Begin this hike just off the pavement at the rustic Thirteen Mile campground at the southern edge of the Colville National Forest. There’s no chance for a warm-up on this one, as the trail wastes no time in ascending a rocky gorge along a tumbling creek. Watch for seasonal waterfalls on the surrounding cliffs, and marvel at the sheer size of the Ponderosa pines along the route. Occasional signs still indicate the trail’s former use as a stock driveway for livestock on their way to market.

After the initial climb, the trail begins its more moderate and meandering route through open grasslands interrupted at times by stands of old growth ponderosa pine. In June, the wildflowers erupt in a riot of colors: from the ground-hugging and delicate-looking bitterroot blooms on the rocky outcroppings, to purple and blue patches of shooting stars and larkspur along seasonal seeps, to the camouflaged mountain lady slippers in the shade of the trees, there’s plenty to see for botanists and photographers alike.
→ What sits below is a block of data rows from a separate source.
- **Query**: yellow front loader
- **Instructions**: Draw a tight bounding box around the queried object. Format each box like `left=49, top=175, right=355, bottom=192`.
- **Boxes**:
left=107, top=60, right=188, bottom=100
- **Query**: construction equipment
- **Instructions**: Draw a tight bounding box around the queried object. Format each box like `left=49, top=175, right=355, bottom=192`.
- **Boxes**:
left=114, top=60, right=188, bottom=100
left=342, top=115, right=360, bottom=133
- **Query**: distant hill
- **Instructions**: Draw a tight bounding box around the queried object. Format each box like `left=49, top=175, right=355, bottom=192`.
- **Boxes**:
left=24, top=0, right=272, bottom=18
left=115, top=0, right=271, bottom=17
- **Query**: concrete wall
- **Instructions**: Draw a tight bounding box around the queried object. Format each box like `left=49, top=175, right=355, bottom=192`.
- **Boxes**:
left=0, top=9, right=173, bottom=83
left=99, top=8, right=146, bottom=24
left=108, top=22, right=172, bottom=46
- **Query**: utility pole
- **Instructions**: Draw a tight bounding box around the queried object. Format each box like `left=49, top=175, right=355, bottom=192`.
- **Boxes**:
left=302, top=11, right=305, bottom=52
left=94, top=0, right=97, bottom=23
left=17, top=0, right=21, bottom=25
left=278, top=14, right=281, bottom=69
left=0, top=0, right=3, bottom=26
Peak baggers will need to cross Forest Service road 2054 at approximately the five mile mark to reach the namesake peak and former fire lookout site at about eight miles, but any place along this trail makes for a good picnic site before turning back to retrace the route. The trail is open to hiking as well as mountain bike and equestrian use. Keep dogs under control, as rattlesnakes, bears, and wolves are known to inhabit the area. //

Yellow bells bloom early in the open woodlands of Thirteen Mile. Photo: Crystal Gartner

Yellow bells bloom early in the open woodlands of Thirteen Mile. Photo: Crystal Gartner

Getting there: Take Hwy 395 north through Kettle Falls, then Hwy 20 west towards Republic. Just before Republic, take Hwy 21 south. Travel approximately thirteen miles to the trailhead and free campground on the east side of the highway.